# PC won't start. Repair, restore and reinstall fails.



## EdiciusMai (May 8, 2011)

Hello.

After entering sleep mode and not waking up (black screen), I restarted and it went into automatic repair which failed and recommended that I'd restore which also failed.

Trying to reinstall through my Windows 8 install disc stalled after I had chosen the language (I waited for 2 hours on the "preparing setup" screen).
I have verified that all cables inside my PC are properly connected and my BIOS recognizes my SSD and HDD.

I found the Microsoft support post "Unable to refresh or reset PC after Automatic Repair fails in Windows 8" but cannot follow the steps as I can't get to the 'enter advanced options' menu.

All my hardware is around 6 months old and listed below.

Motherboard: Gigabyte GA-990FXA-UD5 AM3+ AMD 990FX
CPU: AMD FX-8350 Vishera 4.0GHz AM3+ 125W
RAM: Corsair Vengeance 8GB (2 x 4GB) 240-Pin DDR3
HDD: Seagate Barracuda 1TB 7200
SSD: Samsung 840 Pro Series 128GB SATA III
Graphics card: Sapphire 100352-3L Radeon HD 7970 3GB 384-bit

What should I do? Thank you for any help.


----------



## spunk.funk (May 13, 2010)

Whatever drive you have the OS installed on (I assume the SSD) unplug the other one so only the OS drive is plugged in. Download the ISO image for *Seatools *in my signature. Burn the image to CD with *IMGBurn *also in my signature. Boot off of the newly created CD and run the short and long tests on the OS drive. If either tests fails, the drive needs to be replaced. 
If that has no errors, and boots normally then there is a problem with the other drive.


----------



## EdiciusMai (May 8, 2011)

The SSD passes both tests.

For the HDD it warns me that there may be an important firmware update and the short test fails. Seagate's download finder says there are no newer firmware available for my drive. This was most likely caused when I tried to reformat my HDD through the Windows DiskManagement and the program crashed. After that Windows couldn't recognize it through the DiskManagement or Windows explorer anymore.

Unplugging the HDD allows the PC to boot normally.
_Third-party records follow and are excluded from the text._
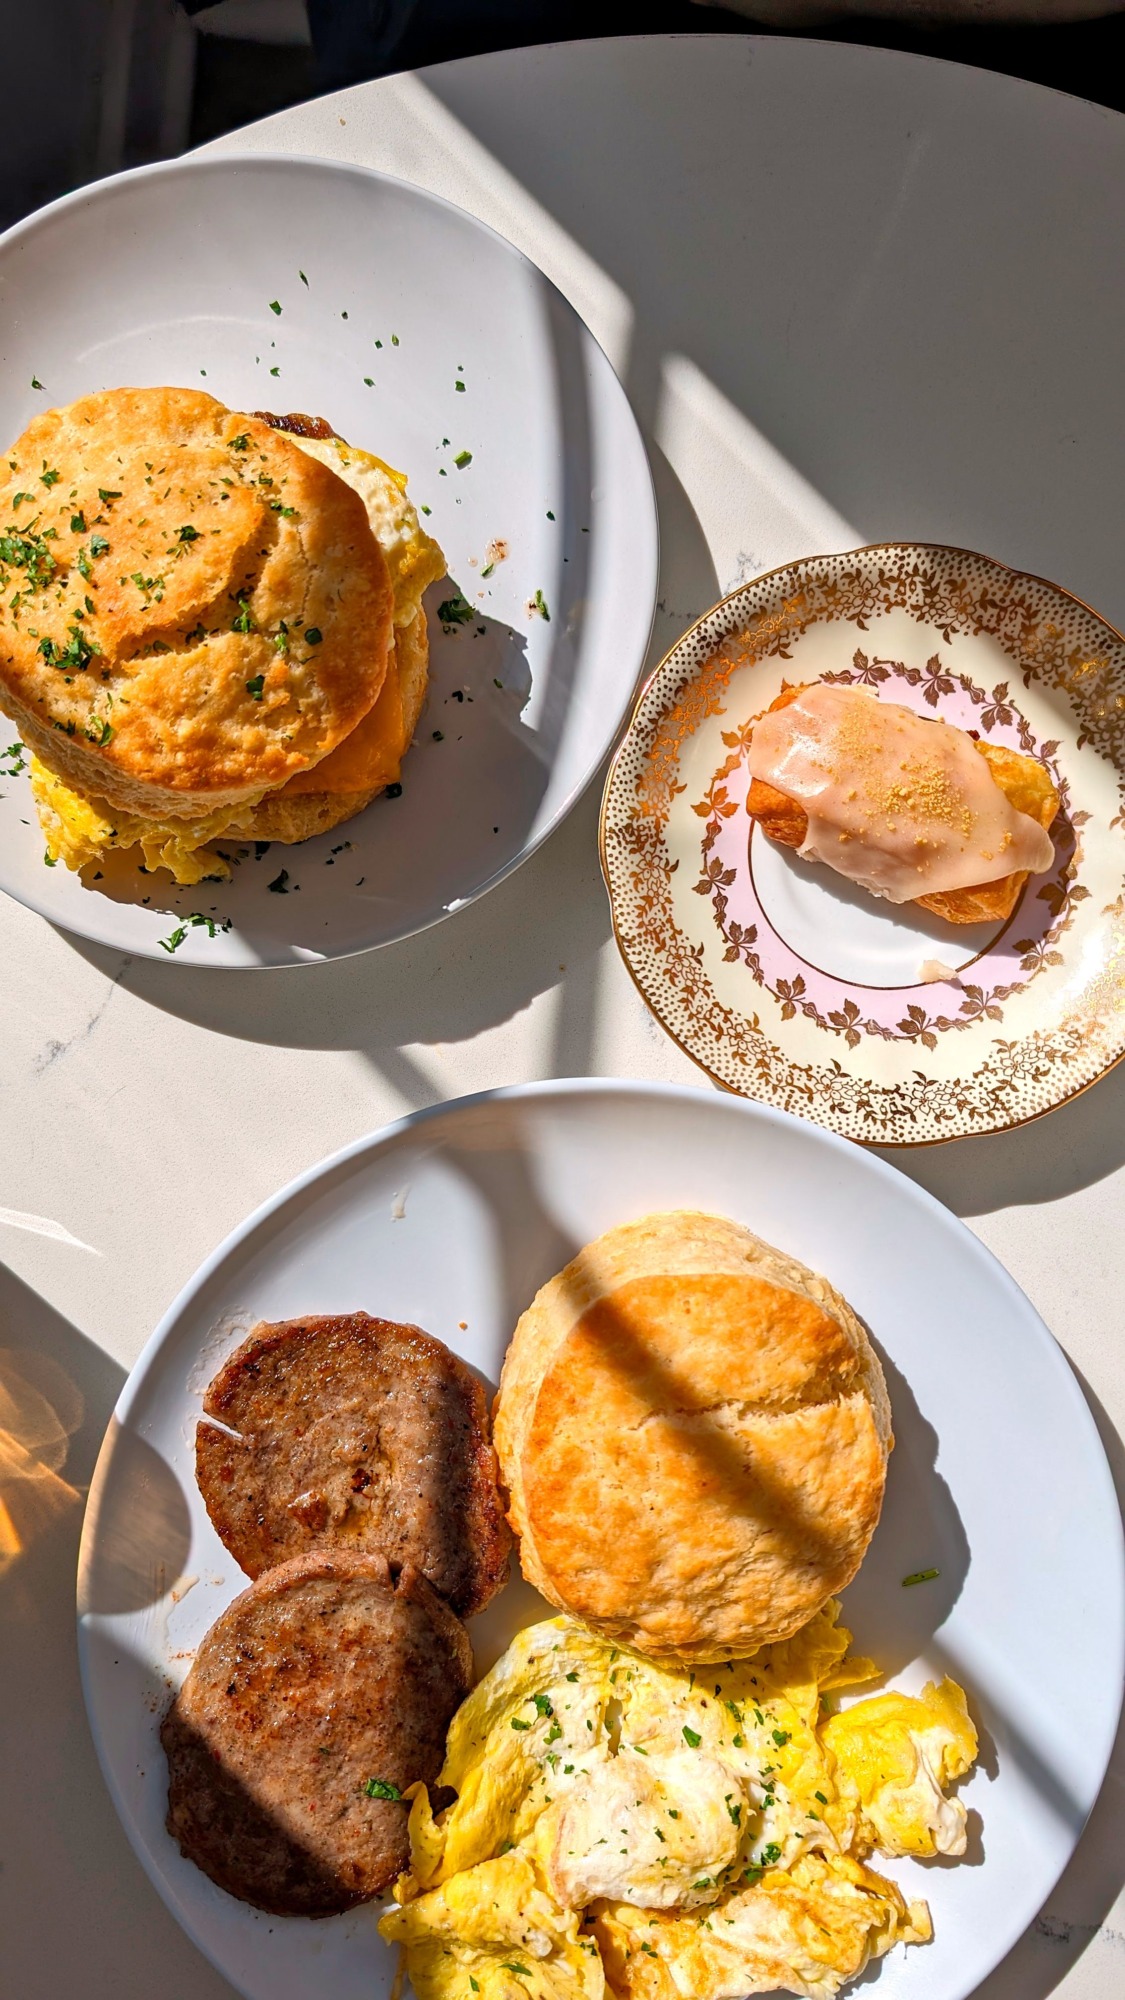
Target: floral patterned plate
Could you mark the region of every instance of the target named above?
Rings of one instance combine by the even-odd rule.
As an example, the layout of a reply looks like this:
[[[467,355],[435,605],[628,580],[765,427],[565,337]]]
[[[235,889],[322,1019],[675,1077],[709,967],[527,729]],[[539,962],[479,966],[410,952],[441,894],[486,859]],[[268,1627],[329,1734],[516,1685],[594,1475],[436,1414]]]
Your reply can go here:
[[[827,679],[1040,757],[1051,869],[1002,924],[877,901],[748,819],[746,748]],[[602,867],[668,1033],[729,1090],[877,1145],[1006,1131],[1125,1053],[1125,639],[1057,585],[890,543],[744,584],[657,668],[617,752]]]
Can I reinstall the original firmware for my HDD somehow?


----------



## EdiciusMai (May 8, 2011)

Accidentally double posted. Sorry. :whistling:


----------



## spunk.funk (May 13, 2010)

I do not think it is a Firmware issue. But see if one is available: Barracuda (1TB/disk platform) Firmware Update
Move any files you want to keep off of the Seagate drive. Run *Check Disk *on the drive. With the Seagate drive attached go to *Search* and type *CMD* Right click the CMD results and *Run As Administrator*. In the Elevated *Command Prompt* type *chkdsk /R *and press enter. Now type a* Y *for Yes to Unmount the drive. Check Disk will go through 5 stages it will take a long while. If that fails, the HDD needs to be replaced. If that completes, Then try formatting it again in Disk Management.


----------



## EdiciusMai (May 8, 2011)

Before I begin, I'd like some more information if you would be so kind.
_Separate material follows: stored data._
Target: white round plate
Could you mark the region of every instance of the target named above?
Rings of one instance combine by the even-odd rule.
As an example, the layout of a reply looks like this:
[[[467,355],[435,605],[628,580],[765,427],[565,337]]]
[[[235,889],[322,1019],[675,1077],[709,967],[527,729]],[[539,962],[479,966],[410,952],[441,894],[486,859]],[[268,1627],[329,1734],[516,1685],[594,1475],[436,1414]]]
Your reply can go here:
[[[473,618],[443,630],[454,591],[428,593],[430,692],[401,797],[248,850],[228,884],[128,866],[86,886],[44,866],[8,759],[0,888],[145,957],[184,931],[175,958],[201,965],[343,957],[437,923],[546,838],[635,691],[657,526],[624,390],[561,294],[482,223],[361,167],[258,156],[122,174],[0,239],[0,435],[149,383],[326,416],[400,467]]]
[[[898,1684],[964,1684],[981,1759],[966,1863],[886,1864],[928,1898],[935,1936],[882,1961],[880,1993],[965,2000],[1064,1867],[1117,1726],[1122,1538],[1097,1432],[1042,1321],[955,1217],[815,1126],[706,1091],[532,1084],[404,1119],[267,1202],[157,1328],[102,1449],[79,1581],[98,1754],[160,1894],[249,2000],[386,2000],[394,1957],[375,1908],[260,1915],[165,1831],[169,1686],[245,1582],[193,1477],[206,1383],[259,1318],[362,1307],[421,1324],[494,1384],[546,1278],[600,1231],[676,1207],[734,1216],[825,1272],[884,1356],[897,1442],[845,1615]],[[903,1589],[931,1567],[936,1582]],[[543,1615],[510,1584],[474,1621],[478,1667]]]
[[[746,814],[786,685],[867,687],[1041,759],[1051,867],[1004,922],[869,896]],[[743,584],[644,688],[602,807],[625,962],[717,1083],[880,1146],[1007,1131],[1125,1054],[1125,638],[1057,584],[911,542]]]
How exactly am I supposed to start the Check Disk since Windows can't boot when my HDD is connected; would it work if I connected the HDD after Windows has booted up? When I run the chkdsk /r, do I need to specify which drive to scan? Can it delete my SSD content?


----------



## spunk.funk (May 13, 2010)

With the HDD attached, Restart the computer and press *F8.* Iin the Advanced Boot Menu Try booting the computer in *Safe Mode* or *Safe Mode with Command Prompt*. My bad, I forgot to add the drive letter to the check disk command. So, in the *Command Prompt *type the drive letter of the HDD. (eg)* D:* and press enter (eg) *D:\> *at this prompt type* chkdsk /R* and press enter. When Check Disk runs, it only works on the drive you are checking. So, it will not touch any files on the SSD. 
The Seatools boot CD would do the same thing. 
If you cannot boot the computer at all with the HDD attached, with or without a boot disc, then it has failed and needs to be replaced.


----------



## EdiciusMai (May 8, 2011)

It appears the drive has failed, as I am unable to start or even power off Windows with the HDD connected. Thank you so much for your time and help!


----------



## spunk.funk (May 13, 2010)

If you have had the Seagate drive less then 2 years, you can RMA it back to Seagate and get a refurbished one for free in return. But you may just want to get a new drive as Refurbished ones fail twice as fast as a new drive does.


----------



## EdiciusMai (May 8, 2011)

As I am short on money and keep all my important information on external hard drives anyway I'm going to use the warranty of the drive. That is very useful information to keep in mind, though.


----------